- Interactive map of Hayes Arboretum
- Type: Arboretum
- Location: Richmond, Indiana
- Created: June 1915
- Operator: Stanley W. Hayes Research Foundation
- Open: Tue-Sat, 9AM-5PM
- Website: Official website

= Hayes Arboretum =

Arboretum in Richmond, Indiana, U.S.

The Hayes Arboretum is an arboretum of 330 acres located in Richmond, Indiana, United States. The main (west) entrance is open free to the public Tuesdays through Saturdays, 9:00 A.M. to 5:00 P.M., while the east entrance, which provides access to both hiking and mountain biking trails, is open daily from dawn to dusk. It is the primary project of the Stanley W. Hayes Research Foundation, a private operating foundation. The Foundation owns a total of 466 acres of property in Wayne County, IN.

==Description==
The Arboretum is an educational facility and a managed nature preserve, collecting native wild plants indigenous to Wayne county and the Whitewater Valley Drainage Basin (an area encompassing 14 counties in west-central Ohio and east-central Indiana). It had claimed to include 172 species of trees, plants and shrubs native to the basin, but a 2007 study actually found 525 species. It also contains a renovated 1833 dairy barn, Beech-Maple Trail (3/4 mile), Habitat Trail (1 mile), Springhouse Trail (1/4 mile), and History Trail (1 mile).

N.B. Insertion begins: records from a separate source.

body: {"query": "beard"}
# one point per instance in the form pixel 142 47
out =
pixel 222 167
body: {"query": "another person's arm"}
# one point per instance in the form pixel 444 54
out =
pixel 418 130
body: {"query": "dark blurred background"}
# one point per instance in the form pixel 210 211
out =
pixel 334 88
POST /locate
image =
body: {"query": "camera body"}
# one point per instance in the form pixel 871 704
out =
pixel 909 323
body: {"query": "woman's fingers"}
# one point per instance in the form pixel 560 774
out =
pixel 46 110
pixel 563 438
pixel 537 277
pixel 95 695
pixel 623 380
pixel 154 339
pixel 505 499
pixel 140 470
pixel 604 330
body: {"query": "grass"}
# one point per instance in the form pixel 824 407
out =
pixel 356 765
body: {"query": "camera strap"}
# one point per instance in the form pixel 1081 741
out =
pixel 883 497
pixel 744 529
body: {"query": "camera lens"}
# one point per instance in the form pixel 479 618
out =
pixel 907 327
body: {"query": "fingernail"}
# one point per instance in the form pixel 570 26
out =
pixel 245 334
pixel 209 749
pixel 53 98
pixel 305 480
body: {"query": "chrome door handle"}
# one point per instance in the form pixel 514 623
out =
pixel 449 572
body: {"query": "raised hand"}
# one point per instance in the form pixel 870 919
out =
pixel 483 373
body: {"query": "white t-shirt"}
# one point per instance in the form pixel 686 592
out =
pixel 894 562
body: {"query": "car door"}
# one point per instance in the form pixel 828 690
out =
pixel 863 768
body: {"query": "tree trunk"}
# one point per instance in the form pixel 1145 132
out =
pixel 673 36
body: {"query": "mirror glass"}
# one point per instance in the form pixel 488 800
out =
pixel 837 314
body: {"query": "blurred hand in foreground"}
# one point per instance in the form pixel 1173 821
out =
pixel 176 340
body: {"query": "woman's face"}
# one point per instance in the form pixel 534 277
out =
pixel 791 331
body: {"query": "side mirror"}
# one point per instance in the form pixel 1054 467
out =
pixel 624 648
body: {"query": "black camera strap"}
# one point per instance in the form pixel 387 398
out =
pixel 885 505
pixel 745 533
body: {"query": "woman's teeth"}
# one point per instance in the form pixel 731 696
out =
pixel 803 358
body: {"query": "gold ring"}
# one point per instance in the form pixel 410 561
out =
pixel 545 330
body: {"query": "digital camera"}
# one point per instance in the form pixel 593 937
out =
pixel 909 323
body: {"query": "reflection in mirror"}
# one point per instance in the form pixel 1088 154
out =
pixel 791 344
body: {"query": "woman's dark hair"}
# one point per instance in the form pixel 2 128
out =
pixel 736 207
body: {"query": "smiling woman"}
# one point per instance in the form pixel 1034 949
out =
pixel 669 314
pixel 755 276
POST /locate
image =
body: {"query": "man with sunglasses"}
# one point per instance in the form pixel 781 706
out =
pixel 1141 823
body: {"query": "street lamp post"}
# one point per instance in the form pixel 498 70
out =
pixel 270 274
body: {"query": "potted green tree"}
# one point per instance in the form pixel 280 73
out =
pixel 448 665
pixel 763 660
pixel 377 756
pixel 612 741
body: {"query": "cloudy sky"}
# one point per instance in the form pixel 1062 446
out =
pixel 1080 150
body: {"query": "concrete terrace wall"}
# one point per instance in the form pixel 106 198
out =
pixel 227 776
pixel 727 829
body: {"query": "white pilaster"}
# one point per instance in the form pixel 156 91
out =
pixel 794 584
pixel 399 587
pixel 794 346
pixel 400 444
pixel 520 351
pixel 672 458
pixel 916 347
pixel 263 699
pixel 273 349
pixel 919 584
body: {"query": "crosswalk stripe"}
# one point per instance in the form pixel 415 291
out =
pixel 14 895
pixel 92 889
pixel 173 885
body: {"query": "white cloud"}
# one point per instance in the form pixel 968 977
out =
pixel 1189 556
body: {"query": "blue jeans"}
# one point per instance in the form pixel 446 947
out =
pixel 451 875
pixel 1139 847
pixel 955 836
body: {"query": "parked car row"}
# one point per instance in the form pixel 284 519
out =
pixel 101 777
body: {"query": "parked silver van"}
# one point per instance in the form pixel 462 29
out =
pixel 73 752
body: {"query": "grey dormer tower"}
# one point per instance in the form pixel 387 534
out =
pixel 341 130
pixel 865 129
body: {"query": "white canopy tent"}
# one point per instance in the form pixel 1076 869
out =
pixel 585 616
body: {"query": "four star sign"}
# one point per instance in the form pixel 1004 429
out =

The Arboretum was first established in June 1915 when Stanley Wolcott Hayes began purchasing tracts of land to preserve the local old growth Beech-Maple Forest. He began reforesting the land, planting thousands of native trees and creating experimental plots, hoping to restore the land as when the first pioneers arrived. His estate, now Hayes Arboretum, includes:

- Beech-maple forest — trees up to 450 years old. Approximately 60 acre of old-growth forest are located within the Arboretum grounds.
- Oak-Tulip Experiment — White Oaks and Tulip trees, planted in 1922–23 as an experiment in hardwood reforestation.
- Mabelle Hayes Fern Garden — an under story of dogwoods in this area, with a fern garden featuring ferns and their allies native to the Whitewater River valley, including 20 species that have been naturalized along the trail with a variety of spring flowers. A few of the ferns are evergreen and in evidence all year long.
- Paul C. McClure Native Woody Plant Preserve — a nature reserve with tree, shrubs, and vines native to the Whitewater Valley Drainage Basin. It serves as an example of how these trees would grow over hundreds of years with plenty of space.
- Hayes Arboretum and Waterworks Mounds — two mounds attributed to the Adena and the Hopewell people are located on the East Side of the property. Excavated by James Heilman from 1965 to 1966, multiple artifacts were discovered inside each of the mounds, including tools, bones, and stone points.

Although not native to the Arboretum, the Arboretum includes the geology collection of a former Earlham College professor Dan Kinsey, who donated his collection in 1968. It contains at least one example of every type of rock native to Indiana.

==Hayes Family Museum==
A small historic gas station that was moved to the site has been restored for use as a museum documenting the history of the Hayes Family and the Hayes Track Appliance Company.

==Nature Center==
An 1833 dairy barn houses the arboretum's nature center, which includes information and interpretive displays about trees, native woods, flora and fauna. The building also contains a bird watching room, a live honey bee exhibit, and a sensory room full of natural objects and live specimens. Many programs are offered about regional plants, wildlife, and other nature related topics. Restrooms and a drinking fountain are located inside the Nature Center.